A brief observation: When I started at the Mid-Atlantic Brewing News, I covered somewhere in the neighborhood of 20 breweries, all outside of 695 Beltway around Baltimore. Frederick hosted only three of them, and there were none out in Maryland’s beach communities. By the end of this summer there will be over 40 breweries in the state, with the fastest growing region that aforementioned bucolic communities along the Chesapeake and Atlantic Coasts. Frederick County will be home to seven labels, with the eighth (Brew’d Pub) and ninth (Linganore Cellars is getting into the farm brewery game) ones in the works, one producer of hard cider, and a mead cellar.
Beer By Design
I’m part of the generation that grew up with album cover art. Sometimes simple, sometimes beautiful – often times the art became something of a branding for the band; Zeppelin IV, the Yes covers by Roger Dean, Emerson Lake and Palmer’s Brain Salad Surgery cover, the list goes on. But with the advent of iTunes, and the downloadable single, recording companies have been spending less and less on album art.

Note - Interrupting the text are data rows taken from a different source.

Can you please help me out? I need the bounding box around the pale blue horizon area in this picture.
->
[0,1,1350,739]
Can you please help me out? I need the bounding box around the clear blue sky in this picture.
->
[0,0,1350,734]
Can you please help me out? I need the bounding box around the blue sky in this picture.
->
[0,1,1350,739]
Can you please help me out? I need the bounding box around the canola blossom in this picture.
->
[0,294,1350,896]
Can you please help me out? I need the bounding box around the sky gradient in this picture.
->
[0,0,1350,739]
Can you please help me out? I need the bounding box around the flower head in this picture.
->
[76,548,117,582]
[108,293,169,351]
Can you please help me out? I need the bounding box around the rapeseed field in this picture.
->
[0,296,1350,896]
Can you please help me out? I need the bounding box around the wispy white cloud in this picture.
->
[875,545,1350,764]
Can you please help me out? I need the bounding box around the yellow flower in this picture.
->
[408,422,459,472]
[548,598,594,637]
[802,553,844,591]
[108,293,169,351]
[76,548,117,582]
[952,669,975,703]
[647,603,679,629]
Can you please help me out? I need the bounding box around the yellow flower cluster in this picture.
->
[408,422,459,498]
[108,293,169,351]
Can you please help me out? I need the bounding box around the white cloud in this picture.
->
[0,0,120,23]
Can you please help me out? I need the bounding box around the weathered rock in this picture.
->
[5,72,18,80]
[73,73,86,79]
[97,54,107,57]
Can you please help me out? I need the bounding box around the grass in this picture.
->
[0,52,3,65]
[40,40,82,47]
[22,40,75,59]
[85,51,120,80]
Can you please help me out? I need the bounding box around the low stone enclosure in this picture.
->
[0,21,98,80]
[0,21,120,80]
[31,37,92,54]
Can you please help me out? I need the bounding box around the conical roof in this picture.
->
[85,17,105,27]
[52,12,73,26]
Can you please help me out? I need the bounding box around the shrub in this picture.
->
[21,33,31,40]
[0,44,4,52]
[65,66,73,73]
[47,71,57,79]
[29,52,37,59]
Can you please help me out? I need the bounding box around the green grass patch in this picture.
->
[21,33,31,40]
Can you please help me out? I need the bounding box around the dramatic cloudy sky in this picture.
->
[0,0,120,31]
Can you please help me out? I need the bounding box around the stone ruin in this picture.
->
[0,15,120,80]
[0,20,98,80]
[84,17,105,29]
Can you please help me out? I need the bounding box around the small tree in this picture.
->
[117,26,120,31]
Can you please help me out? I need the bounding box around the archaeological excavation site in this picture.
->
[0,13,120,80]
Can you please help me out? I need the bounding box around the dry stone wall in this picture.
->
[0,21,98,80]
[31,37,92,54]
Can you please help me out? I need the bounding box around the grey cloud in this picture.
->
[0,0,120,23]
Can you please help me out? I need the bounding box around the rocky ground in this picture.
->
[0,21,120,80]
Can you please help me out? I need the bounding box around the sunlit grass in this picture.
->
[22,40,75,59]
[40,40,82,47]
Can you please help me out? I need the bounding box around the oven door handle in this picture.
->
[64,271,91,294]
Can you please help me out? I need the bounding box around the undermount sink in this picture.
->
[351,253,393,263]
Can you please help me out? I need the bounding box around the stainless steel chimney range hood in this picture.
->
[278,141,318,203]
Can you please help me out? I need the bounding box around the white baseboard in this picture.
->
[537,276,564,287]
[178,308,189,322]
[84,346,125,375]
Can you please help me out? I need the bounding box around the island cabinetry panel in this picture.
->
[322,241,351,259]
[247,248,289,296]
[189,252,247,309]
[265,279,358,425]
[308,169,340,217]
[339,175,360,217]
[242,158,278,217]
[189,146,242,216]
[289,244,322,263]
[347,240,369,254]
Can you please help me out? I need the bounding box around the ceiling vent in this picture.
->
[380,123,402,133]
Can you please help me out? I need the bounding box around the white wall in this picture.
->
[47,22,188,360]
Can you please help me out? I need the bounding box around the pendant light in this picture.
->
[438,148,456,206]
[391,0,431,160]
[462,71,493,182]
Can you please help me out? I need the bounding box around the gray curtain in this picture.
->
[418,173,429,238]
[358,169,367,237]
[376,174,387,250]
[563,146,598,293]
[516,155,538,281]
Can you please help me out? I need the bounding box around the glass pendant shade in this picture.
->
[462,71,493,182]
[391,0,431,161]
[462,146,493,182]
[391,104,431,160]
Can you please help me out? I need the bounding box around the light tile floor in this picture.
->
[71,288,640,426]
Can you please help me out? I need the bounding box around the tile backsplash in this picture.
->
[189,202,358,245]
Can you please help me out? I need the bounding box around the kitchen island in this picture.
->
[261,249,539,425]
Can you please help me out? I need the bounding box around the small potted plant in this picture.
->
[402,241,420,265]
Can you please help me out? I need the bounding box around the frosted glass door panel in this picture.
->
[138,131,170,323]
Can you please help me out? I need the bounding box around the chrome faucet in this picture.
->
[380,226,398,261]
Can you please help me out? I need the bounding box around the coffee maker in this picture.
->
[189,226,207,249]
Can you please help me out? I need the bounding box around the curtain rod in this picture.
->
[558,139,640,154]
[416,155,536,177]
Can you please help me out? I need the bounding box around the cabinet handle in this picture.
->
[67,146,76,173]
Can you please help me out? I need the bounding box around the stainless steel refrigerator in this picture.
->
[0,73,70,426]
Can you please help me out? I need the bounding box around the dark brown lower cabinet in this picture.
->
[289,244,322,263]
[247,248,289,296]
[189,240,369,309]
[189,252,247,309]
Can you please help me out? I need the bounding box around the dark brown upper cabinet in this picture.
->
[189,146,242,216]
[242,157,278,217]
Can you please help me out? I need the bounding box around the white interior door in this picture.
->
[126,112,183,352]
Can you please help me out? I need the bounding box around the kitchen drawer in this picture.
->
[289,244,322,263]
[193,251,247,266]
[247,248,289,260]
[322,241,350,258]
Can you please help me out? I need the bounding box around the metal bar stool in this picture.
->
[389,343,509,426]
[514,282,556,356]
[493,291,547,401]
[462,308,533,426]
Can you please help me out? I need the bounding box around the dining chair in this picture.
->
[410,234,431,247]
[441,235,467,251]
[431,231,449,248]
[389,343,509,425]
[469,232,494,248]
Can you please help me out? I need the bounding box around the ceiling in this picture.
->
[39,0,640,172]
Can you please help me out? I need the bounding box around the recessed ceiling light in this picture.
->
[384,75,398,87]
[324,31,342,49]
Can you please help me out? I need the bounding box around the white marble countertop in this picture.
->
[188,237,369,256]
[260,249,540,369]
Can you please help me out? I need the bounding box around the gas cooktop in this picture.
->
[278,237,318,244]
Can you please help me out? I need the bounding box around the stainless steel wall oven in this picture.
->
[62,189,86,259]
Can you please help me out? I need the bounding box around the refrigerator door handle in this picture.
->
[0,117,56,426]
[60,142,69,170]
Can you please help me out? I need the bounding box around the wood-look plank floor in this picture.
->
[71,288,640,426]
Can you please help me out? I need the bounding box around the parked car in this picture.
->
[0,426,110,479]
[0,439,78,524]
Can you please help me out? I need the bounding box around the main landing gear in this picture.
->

In my opinion, the new album art is beer label art.
Flying Dog with the Steadman labels, the clean look of the Monocacy branding, Heavy Seas, DuClaw, EVO – all these breweries have a look, a feel, an image that they portray with their labels, with their branding. Why do I bring this up – because right now my wife and I are involved in creating the new look for Barley and Hops’ tap handles.
It’s an interesting and challenging exercise – taking diverse ideas and trying to create a uniform branding is both fun and difficult. And the different goals my wife and I are interesting – me? I just want to create a cool looking label/logo. My wife? She wants to get her design on the Oh Beautiful Beer blog.
Tapped and Uncapped
I recently dined at the Ironwood Tavern down in Leesburg – part of Leesburg’s Beermuda Triangle. While there I had the distinct pleasure of imbibing Lost Rhino’s New River Pale Ale. American Pale Ales don’t tend to be a favorite style of mine – they strike me as a style that always promises so much more, but doesn’t typically deliver.
This one I rather enjoyed. Nice malt backbone with a hop infusion that really pops with notes of lemon and pine. I can’t say one way or another whether or not the beer in the can lives up to the flavor on tap, but I did like this one.